The IMF Senior Resident Representative in Nigeria, Mr. Amine Mati made the observation at the public  presentation of the “Regional Economic outlook: Sub-Saharan Africa, Capital Flows and the Future of Work”, in Abuja on Thursday.

He said, “Nigeria’s Debt /GDP ratio at between 20-25 percent is quite low but debt servicing which takes about 50 per cent of revenue is certainly high”.

Mr. Mati said that the regional average was worse than the Nigerian scenario with Debt/GDP across Sub-Saharan Africa ranging between 35-57 in the past five years.

Stressing that interest payment had become a major challenge for the affected countries, Mati said, “a lot more of the resources are going into paying interests and there is less to spend on capital expenditure.”

The IMF chief pointout that massive revenue mobilization remained the only way to address the challenge but that African nations, especially Nigeria was not doing enough in that regard.

Rather than mobilizing more revenue, he said the current strategy had been to cut expenditure, in an economy with a very poor rate of spending.

According to him, “Adjustment has relied on spending compression rather than revenue mobilization,” adding that the nation had huge revenue potentials which remained untapped.

On how to deal with financial flows, the Snr Resident Rep noted that portfolio inflows could be very volatile and more associated with consumption than investment in the real sectors of the economy.

In her remarks, the Director-General, Debt Management Office (DMO), Ms. Patience Oniha, disclosed that the organization was working towards focusing more on foreign exchange risks strategy, especially with the rising interests rates in the United States and other advanced economies.

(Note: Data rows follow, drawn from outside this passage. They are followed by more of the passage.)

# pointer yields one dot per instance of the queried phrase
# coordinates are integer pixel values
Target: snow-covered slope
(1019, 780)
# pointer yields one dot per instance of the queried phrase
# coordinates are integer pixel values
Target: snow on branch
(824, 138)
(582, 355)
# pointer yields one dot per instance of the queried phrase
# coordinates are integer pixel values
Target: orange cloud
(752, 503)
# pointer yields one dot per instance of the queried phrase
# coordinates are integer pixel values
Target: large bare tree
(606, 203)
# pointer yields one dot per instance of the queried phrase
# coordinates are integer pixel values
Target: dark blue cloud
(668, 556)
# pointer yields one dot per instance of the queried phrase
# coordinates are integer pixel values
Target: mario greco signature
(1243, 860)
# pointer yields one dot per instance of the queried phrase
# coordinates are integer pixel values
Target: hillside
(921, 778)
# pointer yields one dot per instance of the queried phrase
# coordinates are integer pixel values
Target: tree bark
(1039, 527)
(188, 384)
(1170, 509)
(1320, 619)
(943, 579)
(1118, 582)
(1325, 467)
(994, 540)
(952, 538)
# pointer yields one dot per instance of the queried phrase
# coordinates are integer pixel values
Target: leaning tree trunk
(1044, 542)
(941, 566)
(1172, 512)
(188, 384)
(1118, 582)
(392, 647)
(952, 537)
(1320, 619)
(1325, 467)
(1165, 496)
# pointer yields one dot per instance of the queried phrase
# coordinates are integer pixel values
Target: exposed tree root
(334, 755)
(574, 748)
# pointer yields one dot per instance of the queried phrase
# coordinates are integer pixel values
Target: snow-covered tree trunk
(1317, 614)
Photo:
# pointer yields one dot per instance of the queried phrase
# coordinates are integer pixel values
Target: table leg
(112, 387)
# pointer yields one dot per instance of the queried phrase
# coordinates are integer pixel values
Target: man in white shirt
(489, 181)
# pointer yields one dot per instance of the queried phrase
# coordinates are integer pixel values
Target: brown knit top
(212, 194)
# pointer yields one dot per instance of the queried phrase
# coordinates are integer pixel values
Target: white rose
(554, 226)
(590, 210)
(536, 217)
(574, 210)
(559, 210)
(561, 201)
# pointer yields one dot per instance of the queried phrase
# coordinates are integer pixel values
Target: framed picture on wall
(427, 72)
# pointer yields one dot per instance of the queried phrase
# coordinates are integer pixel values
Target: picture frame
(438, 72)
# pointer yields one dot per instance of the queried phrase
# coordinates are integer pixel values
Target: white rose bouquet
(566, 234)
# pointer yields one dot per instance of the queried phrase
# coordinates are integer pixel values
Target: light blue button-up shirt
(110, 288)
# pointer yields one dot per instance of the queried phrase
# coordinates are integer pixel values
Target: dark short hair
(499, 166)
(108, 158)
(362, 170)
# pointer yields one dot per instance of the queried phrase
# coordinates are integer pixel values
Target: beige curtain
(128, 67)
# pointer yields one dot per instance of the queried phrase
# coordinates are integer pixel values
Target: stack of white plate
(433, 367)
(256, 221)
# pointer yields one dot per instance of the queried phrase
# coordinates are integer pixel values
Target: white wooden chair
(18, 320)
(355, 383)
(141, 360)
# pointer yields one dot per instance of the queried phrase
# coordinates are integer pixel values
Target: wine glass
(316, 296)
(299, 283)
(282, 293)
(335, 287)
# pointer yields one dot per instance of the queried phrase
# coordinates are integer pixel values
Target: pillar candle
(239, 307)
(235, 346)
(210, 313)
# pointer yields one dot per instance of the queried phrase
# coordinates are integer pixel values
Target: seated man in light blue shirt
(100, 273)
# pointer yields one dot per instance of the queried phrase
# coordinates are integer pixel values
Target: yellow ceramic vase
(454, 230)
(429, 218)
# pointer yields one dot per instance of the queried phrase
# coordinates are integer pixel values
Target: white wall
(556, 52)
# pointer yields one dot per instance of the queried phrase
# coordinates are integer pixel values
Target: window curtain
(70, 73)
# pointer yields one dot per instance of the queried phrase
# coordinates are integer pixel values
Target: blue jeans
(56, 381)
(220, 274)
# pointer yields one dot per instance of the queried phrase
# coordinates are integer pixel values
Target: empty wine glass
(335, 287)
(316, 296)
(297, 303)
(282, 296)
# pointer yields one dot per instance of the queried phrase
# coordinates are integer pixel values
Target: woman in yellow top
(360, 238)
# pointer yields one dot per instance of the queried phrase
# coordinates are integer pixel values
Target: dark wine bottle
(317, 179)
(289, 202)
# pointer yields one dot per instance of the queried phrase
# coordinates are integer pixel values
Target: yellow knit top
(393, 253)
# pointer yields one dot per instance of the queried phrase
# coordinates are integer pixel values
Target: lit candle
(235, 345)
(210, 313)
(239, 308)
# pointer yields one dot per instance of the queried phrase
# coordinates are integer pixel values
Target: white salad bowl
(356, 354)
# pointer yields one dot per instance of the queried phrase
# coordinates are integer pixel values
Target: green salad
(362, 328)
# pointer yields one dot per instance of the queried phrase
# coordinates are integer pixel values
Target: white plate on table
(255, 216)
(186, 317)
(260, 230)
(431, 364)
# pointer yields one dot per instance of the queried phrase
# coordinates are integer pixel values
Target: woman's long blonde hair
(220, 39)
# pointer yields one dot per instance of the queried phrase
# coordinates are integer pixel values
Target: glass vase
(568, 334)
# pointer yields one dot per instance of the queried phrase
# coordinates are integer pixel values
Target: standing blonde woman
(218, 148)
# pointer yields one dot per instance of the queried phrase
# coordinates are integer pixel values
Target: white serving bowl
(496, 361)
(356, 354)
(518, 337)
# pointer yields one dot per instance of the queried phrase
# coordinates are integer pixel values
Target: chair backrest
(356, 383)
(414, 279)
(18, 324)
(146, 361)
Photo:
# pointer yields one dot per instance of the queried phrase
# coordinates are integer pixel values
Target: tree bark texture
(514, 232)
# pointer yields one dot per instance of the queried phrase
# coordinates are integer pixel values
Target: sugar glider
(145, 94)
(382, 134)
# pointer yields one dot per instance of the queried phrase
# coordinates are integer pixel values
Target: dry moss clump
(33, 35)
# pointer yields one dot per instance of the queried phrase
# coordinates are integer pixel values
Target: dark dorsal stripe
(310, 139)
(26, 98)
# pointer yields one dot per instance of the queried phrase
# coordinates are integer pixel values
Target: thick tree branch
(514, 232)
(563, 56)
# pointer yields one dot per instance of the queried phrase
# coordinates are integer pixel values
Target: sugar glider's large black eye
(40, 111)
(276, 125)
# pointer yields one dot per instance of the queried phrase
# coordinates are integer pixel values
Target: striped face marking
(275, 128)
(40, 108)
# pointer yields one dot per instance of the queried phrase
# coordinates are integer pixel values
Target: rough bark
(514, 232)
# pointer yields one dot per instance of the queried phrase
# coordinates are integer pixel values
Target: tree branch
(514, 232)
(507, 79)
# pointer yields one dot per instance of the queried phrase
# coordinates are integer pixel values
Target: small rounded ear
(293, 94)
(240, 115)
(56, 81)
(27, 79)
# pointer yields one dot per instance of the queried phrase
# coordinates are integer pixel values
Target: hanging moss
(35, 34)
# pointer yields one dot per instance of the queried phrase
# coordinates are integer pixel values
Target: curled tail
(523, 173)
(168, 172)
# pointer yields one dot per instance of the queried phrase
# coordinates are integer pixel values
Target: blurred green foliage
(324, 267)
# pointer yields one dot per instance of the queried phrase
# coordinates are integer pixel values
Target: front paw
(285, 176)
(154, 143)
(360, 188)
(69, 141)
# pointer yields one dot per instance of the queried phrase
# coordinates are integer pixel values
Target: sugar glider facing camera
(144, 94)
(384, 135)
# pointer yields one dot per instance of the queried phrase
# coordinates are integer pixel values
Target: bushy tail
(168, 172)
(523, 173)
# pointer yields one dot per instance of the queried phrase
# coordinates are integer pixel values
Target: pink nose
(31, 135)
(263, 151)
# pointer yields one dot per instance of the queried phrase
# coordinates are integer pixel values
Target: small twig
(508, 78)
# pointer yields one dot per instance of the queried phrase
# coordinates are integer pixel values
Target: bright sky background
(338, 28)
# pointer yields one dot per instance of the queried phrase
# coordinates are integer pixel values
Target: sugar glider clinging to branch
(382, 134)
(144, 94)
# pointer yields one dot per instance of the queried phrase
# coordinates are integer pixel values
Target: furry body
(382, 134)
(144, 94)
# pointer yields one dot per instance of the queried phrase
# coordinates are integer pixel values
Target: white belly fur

She said, “Some people have raised concerns about the exchange rate risks on our external borrowing.  For instance they say if the exchange rate moves to N400/$1 in the next five years, how would we handle it?

“My answer is that before, the share of the external debt was small, oil prices were good, production was good so, really, there was no need to be worried.

“But now there is need to focus on that.  In the new Strategy Plan we have, there is huge focus on risks.  Portfolio risks, contingent liability risks, interests risks. Before we were not focused on risk management.  We have even asked for assistance from the IMF, from the US Treasury so they can assist us in designing and training us.”

Responding to concerns of low revenue in the country, Oniha said that the challenge of increasing revenue in Nigeria should not be left to the government alone.

She challenged the Nigerian media and other good spirited organizations and individuals to join the campaign to persuade all members of the public, individuals and corporate, to pay their taxes and other public obligations.

Deputy Governor, Economic Policies of the Central Bank of Nigeria (CBN), Dr Joseph Nnanna in his presentation, outlined the inherent risks in portfolio investments which he said were too volatile to be depended upon.

According to him, such inflows respond to external and internal shocks and could move away too quickly.